McTominay was the chief beneficiary of the early chaos, a weird and yet entirely foreseeable passage of play in which Manchester United seemed to have playmakers all over the pitch, not all of them dressed in red. For those first few minutes, the hosts were in swarm mode, stealing Leeds’s clothes and stealing the ball. Marcus Rashford and Luke Shaw morphed into ball-winning midfielders; Anthony Martial into a roving No 10, McTominay into a goal‑poaching centre-forward, putting them 2-0 ahead with two sumptuous finishes from long and close range.
To wonder what Leeds were doing while all this was unfolding is largely to miss the point. This is a team stretched paper-thin across the pitch, a system without contingencies, where even to admit the possibility that you might lose the ball in a dangerous position is its own form of surrender.
Instead, they simply ploughed on, creating and more often succumbing.
It was around the time Bruno Fernandes made it 3-0 that you realised that Leeds had walked into an ambush. An open game defined by chaos, broken play, quick exchanges, huge spaces, football played on instinct and adrenalin and glue fumes: this is exactly how Manchester United like it.

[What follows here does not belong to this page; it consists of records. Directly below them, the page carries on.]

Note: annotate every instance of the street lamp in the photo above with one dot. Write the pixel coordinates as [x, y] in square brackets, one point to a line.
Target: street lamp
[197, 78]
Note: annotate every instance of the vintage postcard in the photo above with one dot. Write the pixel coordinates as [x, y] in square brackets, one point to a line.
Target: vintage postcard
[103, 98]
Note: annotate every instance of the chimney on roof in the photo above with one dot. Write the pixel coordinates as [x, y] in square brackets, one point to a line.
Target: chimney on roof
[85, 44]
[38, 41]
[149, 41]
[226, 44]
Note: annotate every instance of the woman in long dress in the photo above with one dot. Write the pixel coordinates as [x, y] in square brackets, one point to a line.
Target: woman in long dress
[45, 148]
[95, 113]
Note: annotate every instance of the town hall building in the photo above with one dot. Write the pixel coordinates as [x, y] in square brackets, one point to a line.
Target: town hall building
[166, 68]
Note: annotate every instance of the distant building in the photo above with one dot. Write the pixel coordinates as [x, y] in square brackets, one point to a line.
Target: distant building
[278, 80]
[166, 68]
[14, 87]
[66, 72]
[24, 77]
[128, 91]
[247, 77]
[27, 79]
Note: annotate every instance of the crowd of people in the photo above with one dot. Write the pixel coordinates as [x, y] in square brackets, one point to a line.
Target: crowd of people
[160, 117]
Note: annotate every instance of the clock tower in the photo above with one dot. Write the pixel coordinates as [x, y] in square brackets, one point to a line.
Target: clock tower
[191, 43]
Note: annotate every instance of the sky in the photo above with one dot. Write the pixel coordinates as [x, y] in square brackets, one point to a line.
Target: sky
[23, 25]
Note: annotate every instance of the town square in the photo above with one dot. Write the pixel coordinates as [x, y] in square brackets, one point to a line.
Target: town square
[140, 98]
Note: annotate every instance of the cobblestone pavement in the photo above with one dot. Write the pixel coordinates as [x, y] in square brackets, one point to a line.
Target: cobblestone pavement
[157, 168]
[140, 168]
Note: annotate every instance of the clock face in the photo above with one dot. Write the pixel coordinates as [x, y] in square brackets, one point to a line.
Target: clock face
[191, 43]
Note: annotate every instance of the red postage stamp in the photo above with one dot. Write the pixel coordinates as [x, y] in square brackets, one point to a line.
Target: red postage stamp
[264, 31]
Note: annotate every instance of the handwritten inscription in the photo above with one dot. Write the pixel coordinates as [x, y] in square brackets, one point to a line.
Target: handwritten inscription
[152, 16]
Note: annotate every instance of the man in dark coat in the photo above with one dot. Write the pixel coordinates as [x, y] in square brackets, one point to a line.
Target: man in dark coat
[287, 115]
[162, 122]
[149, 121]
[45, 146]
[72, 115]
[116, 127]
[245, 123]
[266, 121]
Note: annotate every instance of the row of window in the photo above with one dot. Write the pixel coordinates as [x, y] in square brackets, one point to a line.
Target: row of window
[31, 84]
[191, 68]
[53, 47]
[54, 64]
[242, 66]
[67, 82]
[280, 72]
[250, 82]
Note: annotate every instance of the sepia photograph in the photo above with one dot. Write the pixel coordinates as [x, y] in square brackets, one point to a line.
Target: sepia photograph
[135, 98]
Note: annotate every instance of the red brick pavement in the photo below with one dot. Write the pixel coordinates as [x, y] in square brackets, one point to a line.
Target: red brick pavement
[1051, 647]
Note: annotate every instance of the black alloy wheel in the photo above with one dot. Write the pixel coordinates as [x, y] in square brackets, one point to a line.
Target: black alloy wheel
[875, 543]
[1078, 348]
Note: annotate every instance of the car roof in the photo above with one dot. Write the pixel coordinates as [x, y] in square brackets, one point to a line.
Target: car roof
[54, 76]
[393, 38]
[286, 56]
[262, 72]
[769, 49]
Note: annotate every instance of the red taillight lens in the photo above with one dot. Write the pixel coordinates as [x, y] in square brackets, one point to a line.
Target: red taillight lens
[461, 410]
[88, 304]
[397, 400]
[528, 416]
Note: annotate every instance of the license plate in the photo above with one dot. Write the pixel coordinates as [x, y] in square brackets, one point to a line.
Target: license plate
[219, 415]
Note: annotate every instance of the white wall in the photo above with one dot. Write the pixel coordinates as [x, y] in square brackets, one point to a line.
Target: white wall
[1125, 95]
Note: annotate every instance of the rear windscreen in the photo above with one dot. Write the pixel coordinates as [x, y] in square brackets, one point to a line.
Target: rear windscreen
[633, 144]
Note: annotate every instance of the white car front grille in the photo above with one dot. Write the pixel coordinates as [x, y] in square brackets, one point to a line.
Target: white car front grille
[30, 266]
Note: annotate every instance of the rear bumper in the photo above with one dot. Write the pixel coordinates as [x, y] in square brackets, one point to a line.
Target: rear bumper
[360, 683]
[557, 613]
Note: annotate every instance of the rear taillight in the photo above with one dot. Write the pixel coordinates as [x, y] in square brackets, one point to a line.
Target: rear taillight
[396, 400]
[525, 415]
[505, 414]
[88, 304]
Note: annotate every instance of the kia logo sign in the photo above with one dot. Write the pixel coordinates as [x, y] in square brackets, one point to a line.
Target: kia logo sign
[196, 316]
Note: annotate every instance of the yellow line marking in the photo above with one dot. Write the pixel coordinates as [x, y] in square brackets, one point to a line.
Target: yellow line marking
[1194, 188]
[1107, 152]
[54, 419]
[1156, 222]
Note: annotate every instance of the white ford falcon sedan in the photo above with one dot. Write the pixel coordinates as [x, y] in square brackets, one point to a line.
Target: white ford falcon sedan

Perhaps it should not have surprised us that a match that came down to individual tussles – Aaron Wan-Bissaka v Raphinha, Fred v Rodrigo, Martial v Luke Ayling – was ultimately stormed by the team with the better individuals. The question for Leeds, I suppose, is when your meticulously choreographed chaos looks a lot like the other team’s laissez-faire, facking-run-about-a-bit chaos, then what was the point in the first place?
Curiously, as the goals continued to rain in – Victor Lindelöf , Daniel James, Fernandes again – I actually ended up with a greater admiration for Leeds at the end of the game than I had at the start. Success is success.
Winning is winning. But let’s not chuck out all semblance of context here.
Let’s look at that Leeds back four: Stuart Dallas, Ayling, Liam Cooper, Ezgjan Alioski, signed from Brentford, Bristol City, Chesterfield and Lugano for a combined total of £5.4m. Now let’s see who they were up against: Rashford, Martial, Cavani, Fernandes. Let’s face it: these players should barely exist in the same sport, let alone the same game. And yet for 90 minutes we indulge the illusion that they are equals, and every so often they comply.
Here, though, the sight of Leeds being carved open by these brilliant footballers somehow seemed to encapsulate the heroic futility of their mission. This is a team whose only strategy involves willingly opening themselves up to the world’s greatest attacking players, in the hope that somehow you’ll create enough chances for Patrick Bamford at the other end to make up for it. It feels like a form of doomed madness, and the miracle isn’t that they try. The miracle is that it ever works.